In a piece for The Sun newspaper, Conservative leader David Cameron writes on the repercussions from the Independent enquiry into the tragic death of Baby P (or should we now call him by his name: Peter?). Firstly Cameron salutes those who supported his call for the enquiry "More than 1.3million signed The Sun Baby P petition, each name a cry for justice. Yesterday, those cries were answered. The sackings, suspensions, resignations were long overdue..." he also asks a range of questions concluding these with "The army of Sun readers who signed their names to that petition want answers to these questions, and so do I. It’s thanks to pressure from this paper that we’ve got this far, but we’ve got to keep pushing for the truth... And we’ve got to keep fighting to make the safety net stronger for other vulnerable children". Here he positions himself alongside the Sun's editors and the readers who have signed the petition.
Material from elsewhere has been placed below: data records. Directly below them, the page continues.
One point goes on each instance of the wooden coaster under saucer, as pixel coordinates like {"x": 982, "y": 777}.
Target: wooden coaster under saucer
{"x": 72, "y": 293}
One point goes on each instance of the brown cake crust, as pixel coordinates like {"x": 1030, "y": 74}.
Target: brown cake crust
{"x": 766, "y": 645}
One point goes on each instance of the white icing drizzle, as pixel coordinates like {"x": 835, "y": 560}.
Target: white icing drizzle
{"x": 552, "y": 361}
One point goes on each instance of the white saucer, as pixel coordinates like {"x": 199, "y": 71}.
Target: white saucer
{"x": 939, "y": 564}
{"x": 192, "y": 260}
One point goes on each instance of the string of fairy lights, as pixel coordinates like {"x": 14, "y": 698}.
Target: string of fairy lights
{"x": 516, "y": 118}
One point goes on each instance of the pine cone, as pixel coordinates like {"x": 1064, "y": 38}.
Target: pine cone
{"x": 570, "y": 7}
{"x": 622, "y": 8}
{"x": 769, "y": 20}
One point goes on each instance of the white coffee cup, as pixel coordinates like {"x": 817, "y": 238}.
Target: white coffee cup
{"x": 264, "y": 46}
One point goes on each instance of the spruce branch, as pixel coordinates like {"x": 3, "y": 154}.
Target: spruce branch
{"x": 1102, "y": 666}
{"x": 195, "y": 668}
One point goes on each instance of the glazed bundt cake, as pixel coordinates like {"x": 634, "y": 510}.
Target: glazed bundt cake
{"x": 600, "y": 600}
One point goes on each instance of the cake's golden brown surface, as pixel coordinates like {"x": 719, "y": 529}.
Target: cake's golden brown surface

The problem is that, apart from demanding an enquiry that is Independent from Haringey council, there is no indication of how David Cameron would prevent further deaths apart from ensuring there is punishment not just for the perpetrators but also "those who allow children to come to harm", the social workers etc. But here is the question. Is this ethical. The Sun will call for punitive punishment in its role as populist newspaper appealing to the 'man in the street'; it is no different from also calling for the death penalty for certain crimes or the News of the World fear camapign about paedophiles living among us on licence - one which led to the house of a paediatrician being attacked. The media can get away with this, however it is equally easy for an opposition politician to attack a system in the full knowledge that they may not be able to do any better if they were in power. This is a highly emotive and tragic case that has already been described as a political football, and it seems Cameron has scored most of the goals. However, it is easy to oppose unconstructively and tarnish an already struggling government's reputation further while eliding yourself with mass public opinion. However democracy and the running of the state should work on reasoned and rational debate, is it ethical to join an emotionally charged debate, is this simply about chasing polls, and if so does this raise serious ethical questions.
There is nothing to suggest that any other party would not act in a similar way, by the way, it is a mainstay of permanent political campaigning; the question is should this be a norm of modern politics or should they the politicians ensure there is a more considered level of debate than one that is unable to think beyond 'hanging the bastards'?